Server not collecting stats for any new platforms or servers
I've hit a problem where any new platforms added in, or indeed and servers or services added to existing platforms, do not collect any statistics and remaing in a '?' state or in some cases go '!'. Everything already added continue to monitor and collect stats ok. If we delete an agent already monitoring and re-add, this also stops collecting stats then.
To see if we'd reached some limit on the number of agents, I removed a number of non-essential platforms (about 15) but this made no impact.
I've included an extract from the Health screen for information.
To rule out any agent or comms issues, we've installed a 2nd Hyperic server instance and tried to connect a server to that, which works fine.
Any assistance anyone can offer would be appreciated!

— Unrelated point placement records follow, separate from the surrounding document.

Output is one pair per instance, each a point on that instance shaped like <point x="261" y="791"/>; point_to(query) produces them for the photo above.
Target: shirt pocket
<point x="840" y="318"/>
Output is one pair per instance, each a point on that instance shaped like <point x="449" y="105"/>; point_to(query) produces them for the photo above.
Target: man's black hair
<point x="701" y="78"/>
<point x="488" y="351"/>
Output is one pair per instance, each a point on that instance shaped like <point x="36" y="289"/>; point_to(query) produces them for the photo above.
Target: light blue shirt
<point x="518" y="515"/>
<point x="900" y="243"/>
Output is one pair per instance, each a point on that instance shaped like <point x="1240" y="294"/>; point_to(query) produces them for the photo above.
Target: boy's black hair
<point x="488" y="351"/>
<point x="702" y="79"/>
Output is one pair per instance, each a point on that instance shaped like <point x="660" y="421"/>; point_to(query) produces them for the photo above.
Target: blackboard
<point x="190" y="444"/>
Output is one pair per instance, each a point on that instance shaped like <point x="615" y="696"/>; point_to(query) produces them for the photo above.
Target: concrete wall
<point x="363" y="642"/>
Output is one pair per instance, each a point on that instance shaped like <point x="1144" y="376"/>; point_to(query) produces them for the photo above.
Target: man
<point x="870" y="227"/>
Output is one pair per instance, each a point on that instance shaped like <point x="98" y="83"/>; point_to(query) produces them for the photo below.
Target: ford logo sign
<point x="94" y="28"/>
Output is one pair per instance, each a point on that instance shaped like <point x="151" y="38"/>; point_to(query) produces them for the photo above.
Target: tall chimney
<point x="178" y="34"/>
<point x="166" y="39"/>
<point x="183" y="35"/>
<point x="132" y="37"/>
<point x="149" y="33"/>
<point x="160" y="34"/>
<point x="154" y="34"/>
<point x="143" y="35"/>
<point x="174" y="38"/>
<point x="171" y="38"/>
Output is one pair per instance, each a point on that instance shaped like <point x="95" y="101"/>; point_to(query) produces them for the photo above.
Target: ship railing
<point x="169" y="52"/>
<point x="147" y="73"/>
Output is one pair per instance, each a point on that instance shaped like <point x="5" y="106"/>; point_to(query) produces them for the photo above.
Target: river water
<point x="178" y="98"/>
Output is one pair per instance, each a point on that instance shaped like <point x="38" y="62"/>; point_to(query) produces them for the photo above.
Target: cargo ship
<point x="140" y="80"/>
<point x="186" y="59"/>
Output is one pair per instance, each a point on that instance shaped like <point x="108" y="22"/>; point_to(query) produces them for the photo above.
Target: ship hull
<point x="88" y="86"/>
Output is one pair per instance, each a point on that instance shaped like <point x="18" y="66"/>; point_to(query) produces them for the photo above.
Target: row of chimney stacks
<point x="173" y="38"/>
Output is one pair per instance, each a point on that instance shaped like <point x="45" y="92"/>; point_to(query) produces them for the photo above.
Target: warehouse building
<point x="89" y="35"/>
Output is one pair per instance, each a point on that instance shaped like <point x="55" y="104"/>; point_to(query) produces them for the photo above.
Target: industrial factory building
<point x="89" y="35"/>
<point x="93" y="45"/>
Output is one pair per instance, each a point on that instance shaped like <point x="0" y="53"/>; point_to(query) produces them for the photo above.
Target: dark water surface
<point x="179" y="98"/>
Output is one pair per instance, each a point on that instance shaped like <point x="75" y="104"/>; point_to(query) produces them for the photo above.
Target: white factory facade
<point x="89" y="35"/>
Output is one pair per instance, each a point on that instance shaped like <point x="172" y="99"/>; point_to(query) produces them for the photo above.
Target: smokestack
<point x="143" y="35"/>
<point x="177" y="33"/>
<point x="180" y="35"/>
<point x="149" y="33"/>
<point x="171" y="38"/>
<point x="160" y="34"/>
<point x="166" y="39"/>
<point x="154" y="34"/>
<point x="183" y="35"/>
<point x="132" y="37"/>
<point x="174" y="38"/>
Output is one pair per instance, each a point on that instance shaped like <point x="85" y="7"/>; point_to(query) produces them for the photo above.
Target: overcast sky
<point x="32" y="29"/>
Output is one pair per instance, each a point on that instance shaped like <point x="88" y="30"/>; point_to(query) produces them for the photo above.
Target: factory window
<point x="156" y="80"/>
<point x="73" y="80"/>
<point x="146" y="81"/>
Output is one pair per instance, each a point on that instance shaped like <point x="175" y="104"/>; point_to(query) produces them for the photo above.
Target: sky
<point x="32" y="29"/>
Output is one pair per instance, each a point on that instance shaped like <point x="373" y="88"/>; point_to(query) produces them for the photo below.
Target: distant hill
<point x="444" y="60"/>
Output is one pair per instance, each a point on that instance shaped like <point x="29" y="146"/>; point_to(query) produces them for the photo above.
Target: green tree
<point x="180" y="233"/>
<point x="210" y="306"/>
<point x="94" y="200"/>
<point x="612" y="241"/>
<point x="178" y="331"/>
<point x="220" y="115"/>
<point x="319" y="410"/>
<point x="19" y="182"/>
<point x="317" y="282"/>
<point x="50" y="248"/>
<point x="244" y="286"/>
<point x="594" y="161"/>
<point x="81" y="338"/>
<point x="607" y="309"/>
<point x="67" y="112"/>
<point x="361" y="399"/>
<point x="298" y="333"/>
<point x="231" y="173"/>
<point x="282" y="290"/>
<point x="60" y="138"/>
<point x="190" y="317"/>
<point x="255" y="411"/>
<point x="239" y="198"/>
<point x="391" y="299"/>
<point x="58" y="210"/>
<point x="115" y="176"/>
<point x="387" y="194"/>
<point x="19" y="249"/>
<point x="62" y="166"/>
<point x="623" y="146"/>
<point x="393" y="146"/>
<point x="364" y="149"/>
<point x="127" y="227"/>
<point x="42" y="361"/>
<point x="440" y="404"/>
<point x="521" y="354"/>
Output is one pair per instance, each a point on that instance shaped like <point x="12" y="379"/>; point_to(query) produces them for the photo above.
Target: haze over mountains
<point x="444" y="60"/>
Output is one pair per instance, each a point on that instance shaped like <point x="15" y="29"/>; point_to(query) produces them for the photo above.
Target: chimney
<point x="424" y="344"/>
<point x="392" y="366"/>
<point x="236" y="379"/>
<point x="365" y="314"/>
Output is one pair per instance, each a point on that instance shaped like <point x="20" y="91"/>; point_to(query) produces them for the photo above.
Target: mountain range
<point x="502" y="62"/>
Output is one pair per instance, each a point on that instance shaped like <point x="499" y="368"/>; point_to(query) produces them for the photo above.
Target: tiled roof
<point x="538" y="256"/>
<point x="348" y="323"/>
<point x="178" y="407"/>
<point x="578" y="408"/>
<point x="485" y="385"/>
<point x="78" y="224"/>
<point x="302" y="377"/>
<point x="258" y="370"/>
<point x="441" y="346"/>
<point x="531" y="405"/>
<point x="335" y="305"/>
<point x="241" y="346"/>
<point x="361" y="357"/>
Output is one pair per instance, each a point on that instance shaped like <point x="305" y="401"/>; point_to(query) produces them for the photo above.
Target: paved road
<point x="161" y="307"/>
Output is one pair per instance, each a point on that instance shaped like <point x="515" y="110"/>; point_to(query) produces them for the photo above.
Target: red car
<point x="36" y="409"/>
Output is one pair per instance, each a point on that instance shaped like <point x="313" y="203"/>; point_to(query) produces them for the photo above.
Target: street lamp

a few notes - Your HQ version is a bit outdated. Maybe you should consider an update to the latest stable 4.2 release - HQ is still running with the default JVM settings I believe. Have a look at your hq-server.conf file and change it to the following values #server.java.opts=-XX:MaxPermSize=192m -Xmx512m -Xms512m server.java.opts=-XX:MaxPermSize=192m -Xmx1024m -Xms1024m - For further information please check http://support.hyperic.com/display/DOC/Configuring+HQ+for+Large+Environments+and+Improved+Performanc... - I have also noticed a high number of time offsets for some of your Agents. You might consider setup NTP on your Agents. - Also running HQ server on Windows is not recommended as I understand. If you can, consider a migration to a Unix or Linux box.
Thanks Mirko - I'm going to try those adjustments, and if those fail upgrade to the latest 4.2 release, and if needs be start afresh with a clean database. I'll let you know how things go.
Everything should be running NTP although there are two seperate domains being monitored so not everything is using the same NTP source.
One thing we did notice is a large number of errors in the database log: STATEMENT: INSERT INTO HQ_METRIC_DATA_8D_0S (measurement_id, timestamp, value) VALUES (87619, 1279753500000, 0.00021) ERROR: duplicate key violates unique constraint "hq_metric_data_8d_0s_pkey"
This has generated several hundred MB of log files yesterday looking like that (or initially the 7d_1s table).
We tried truncating all the hq_nmetric_data tables and the eam_measurement_data tables to remove all the old metric data to try and clear out the database but that didn't have any impact - the duplicate key errors start reappearing almost immediately when we restart the Hyperic server. We have done some tuning of the database server following the suggestions on the Hyperic documentation and elsewhere.